SAÚDE E SAGRADO:
REPRESENTAÇÕES DA DOENÇA E PRÁTICAS DE ATENDIMENTO DOS SACERDOTES SUPREMOS DO
CANDOMBLÉ JÊJE-NAGÔ DO BRASIL[1]
Psicólogo graduado pela Faculdade de
Psicologia da PUC/SP.
Palavras-chave:
Candomblé; Saúde; Doença; Sacerdote.
Final de milênio: de um lado temos a experiência total
de dessacralização da sociedade contemporânea baseada no desenvolvimento humano
do intelecto e da ciência e, de outro, um crescente interesse por esta mesma
sacralidade perdida, manifesta pelo reinvestimento humano nos símbolos sagrados
em busca de uma orientação transcendente. Nesta arena convivem inúmeras imagens
e idéias que fornecem o substrato para a formação das representações que habitam
o imaginário coletivo e influenciam o imaginário e as identidades pessoais.
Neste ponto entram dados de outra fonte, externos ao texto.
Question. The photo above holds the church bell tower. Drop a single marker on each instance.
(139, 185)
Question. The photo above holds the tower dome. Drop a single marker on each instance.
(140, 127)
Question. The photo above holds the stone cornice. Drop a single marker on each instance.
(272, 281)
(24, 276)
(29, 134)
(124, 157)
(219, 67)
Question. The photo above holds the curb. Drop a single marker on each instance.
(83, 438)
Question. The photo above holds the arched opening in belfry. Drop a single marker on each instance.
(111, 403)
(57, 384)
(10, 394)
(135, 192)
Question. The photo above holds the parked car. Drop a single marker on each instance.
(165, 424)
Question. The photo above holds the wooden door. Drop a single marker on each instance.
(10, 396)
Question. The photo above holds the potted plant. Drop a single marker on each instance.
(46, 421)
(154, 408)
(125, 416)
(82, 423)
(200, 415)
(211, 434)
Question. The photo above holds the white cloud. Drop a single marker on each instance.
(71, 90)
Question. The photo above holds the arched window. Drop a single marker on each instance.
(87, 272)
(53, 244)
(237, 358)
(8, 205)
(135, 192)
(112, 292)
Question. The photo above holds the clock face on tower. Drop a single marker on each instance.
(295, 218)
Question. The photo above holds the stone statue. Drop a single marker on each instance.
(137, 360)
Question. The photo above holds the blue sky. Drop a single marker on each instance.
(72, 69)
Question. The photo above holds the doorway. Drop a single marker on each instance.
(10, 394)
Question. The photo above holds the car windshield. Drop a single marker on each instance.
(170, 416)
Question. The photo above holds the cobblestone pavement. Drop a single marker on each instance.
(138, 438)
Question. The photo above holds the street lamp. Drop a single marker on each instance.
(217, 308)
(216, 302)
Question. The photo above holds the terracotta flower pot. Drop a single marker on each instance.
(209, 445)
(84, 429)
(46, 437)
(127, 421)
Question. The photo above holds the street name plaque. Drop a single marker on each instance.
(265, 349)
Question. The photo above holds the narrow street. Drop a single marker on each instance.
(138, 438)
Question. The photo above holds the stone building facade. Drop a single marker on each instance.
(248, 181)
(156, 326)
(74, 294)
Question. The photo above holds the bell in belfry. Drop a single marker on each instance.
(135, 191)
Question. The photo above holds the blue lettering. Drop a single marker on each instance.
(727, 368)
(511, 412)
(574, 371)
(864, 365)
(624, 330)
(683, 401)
ELIADE (1992) apresenta o sagrado e o profano como:
“(...) duas modalidades de ser no mundo,
duas situações existenciais assumidas pelo ser humano ao longo da sua história e
que dependem das diferentes posições que ele conquistou no Cosmos (...)”
(p.l 8).
Partindo do questionamento sobre o sentido que podem ter
saúde e doença para estas duas modalidades de ser no mundo e
enfocando em especial o ser humano no mundo religioso, o objetivo deste artigo
é caracterizar a figura dos sacerdotes supremos do Candomblé Jêje Nagô, bem
como as principais práticas de atendimento utilizadas por eles. Buscando
compreender como este grupo social se encarrega da preservação da saúde e da
prevenção, controle e enfrentamento da doença.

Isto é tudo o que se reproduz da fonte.